A Zurigo fa conoscenza con Tristan Tzara e Hugo Ball, che al numero 1 di Spiegelgasse hanno da poco creato il Cabaret Voltaire, primo nucleo del movimento Dada. Ball gli appare come «un tranquillo fratello maggiore», gli altri dadaisti li sente come degli estranei. Si stupisce di quanto siano, nonostante la guerra, «sorprendentemente allegri», e avverte la spiacevole sensazione che tutto ciò che gli piace venga invece da loro giudicato: «kitsch sentimentale». Da testimone diretto Glauser ci propone tra l’altro una spiegazione, una delle tante, sull’origine del termine Dada. Il tutto è da far risalire, racconta, al giorno in cui Tristan Tzara, dovendo simulare davanti alla commissione medica quello stato di disagio e confusione mentale che gli avrebbe evitato l’arruolamento (e che uno psichiatra zurighese gli aveva, peraltro, sottolinea Glauser, già diagnosticato dopo averne letto le poesie) si era rinchiuso in un lungo, ostinato silenzio, che aveva infine rotto solo per pronunciare le sillabe: «da...da...da...da…».

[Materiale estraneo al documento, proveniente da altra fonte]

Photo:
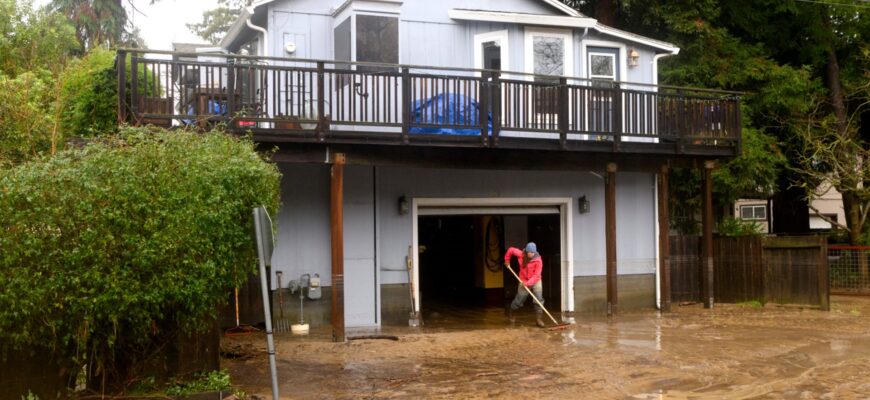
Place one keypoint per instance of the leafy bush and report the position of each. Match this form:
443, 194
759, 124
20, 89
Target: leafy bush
737, 227
89, 94
118, 245
26, 129
208, 382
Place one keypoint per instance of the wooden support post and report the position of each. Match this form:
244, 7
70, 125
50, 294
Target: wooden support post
336, 207
134, 88
664, 241
707, 242
610, 237
563, 113
121, 65
823, 275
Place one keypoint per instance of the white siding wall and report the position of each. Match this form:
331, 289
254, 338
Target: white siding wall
428, 37
303, 222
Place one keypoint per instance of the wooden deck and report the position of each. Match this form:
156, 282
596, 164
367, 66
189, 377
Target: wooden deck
337, 102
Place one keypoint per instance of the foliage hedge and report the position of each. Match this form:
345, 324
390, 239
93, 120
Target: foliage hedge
126, 240
89, 93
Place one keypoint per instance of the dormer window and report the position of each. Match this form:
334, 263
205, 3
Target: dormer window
377, 40
368, 32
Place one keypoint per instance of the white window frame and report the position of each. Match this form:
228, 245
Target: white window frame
500, 37
529, 60
754, 206
610, 55
564, 34
584, 52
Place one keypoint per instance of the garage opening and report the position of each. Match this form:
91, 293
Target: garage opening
460, 262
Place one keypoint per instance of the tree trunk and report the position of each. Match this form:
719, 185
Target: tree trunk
851, 202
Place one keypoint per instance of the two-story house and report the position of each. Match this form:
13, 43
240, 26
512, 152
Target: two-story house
418, 139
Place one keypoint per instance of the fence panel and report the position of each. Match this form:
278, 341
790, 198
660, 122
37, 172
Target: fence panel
796, 270
685, 268
849, 269
785, 270
738, 269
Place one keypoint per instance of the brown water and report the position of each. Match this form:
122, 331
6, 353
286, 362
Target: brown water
728, 352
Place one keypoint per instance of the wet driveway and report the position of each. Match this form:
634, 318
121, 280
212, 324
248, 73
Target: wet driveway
731, 351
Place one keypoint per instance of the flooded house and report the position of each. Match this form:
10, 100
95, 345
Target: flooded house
418, 140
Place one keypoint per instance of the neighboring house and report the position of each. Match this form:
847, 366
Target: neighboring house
575, 134
826, 207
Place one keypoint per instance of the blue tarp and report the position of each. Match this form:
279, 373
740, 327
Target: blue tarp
449, 109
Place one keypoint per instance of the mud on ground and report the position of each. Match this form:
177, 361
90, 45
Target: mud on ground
731, 351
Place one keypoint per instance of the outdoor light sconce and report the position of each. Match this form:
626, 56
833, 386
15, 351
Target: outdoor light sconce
403, 205
633, 57
583, 205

Quando, nel 1919, arriva ad Ascona, in fuga dall’ennesimo ricovero in manicomio, Glauser entra in contatto con la comunità dei monteveritani, stringendo rapporti e amicizie con alcuni di coloro che all’inizio del Novecento avevano fatto di quella collina del Canton Ticino, come è stato detto, «il paese di tutte le Utopie, il recesso di tutte le originalità, di tutte le fantasie religiose e di tutti i sistemi di vita alternativi». Al momento di fare un bilancio ammette però che la cosa più importante che ha imparato in quel luogo è «non sopravvalutare troppo i prodotti della mente». In Belgio, a Charleroi, si guadagna da vivere in una miniera di carbone, dove spala detriti, supino dentro gallerie alte non più di 60 centimetri. A Parigi fa il lavapiatti in un albergo nei pressi dell’Opéra e dorme nei ricoveri pubblici. Nelle ore di libertà passeggia lungo la Senna, siede sulle panchine del Jardin du Luxembourg, oppure «rovista» negli scaffali delle piccole librerie, «felice», scrive, della sua solitudine. Evocando il periodo trascorso nella «rocciosa valle africana», vale a dire nella Legione Straniera, le parole di Glauser hanno un accento quasi nostalgico. La legione «non è né cattiva né buona», dice. Fornisce pasti, abiti, una paga, sottrae dalle responsabilità e soprattutto «promette una nuova vita su questa terra».